Especially as branding has moved from a cognition-centric worldview to a more holistic approach that involves cognition, affect, aesthetics, and nonconscious process, the Journal of Brand Management is pleased to announce a special issue organized around the concept of nonconscious processing within the consumer branding sphere. Topic coverage will include some of the following themes—additional themes are invited for journal consideration:
- Unconscious attention and perceptual processes affecting brand awareness / preference
- Latency theory and measurement relating to brand evaluations and choice
- Non-conscious learning of brand knowledge
- Theory and research on confirmatory personal introspection involving brand relevancy
- Neuroscience contributions to consumer research on brand preference and choice
- Unconscious thinking and normative theories of product and brand choice
- Automatic retrieval research beyond asking what evokes the brand
- Environmental effects on unconscious-conscious thought and actions relating to brands
- Is unconscious thinking goal dependent for brand choice?

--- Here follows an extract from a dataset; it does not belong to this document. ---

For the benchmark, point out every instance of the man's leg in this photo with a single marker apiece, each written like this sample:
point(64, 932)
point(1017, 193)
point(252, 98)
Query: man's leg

- Contingency theory of introspection reducing versus increasing the quality of preferences and decisions relating to brands
- Indexing and spreading activation / neural networks involving unconscious thinking about brands
- Activation and metacognition of mostly inaccessible stored information relating to brands
- Brands as icons: psychoanalysis, archetypal theory, metaphors, and unconscious thinking and actions relating to brands (Holt, 2004; Woodside, Sood, & Miller 2008; Zaltman and Zaltman, 2009).
In July 7-9, 2010, the Department of Marketing, Carroll School of Management, Boston College, will host a two-day symposium on current research on consumer unconscious thinking and actions relating to brands. Some of the papers selected for the special issue of the Journal of Brand Management have the opportunity to present at this symposium.
Please submit an extensive (four-page) abstract or complete paper by the deadline to both symposium organizers and guest editors of the JBM special issue: S. Adam Brasel (brasels@bc.edu) and Arch G. Woodside (arch.woodside@bc.edu). Please prepare your submission in WORD using APA style.
References
Bargh, J. A. (1994). The four horsemen of automaticity: Awareness, intention, efficiency, and control in social cognition. In R. S. Wyer, Jr. & T. K. Srull (Eds.), The handbook of social cognition: Vol. 2. Basic processes (pp. 1-40). Hillsdale, NJ: Erlbaum
Dijsterhuis, A., & Nordgren, L. F. (2006). A theory of unconscious thought. Perspectives on Psychological Science, 1, 95-109.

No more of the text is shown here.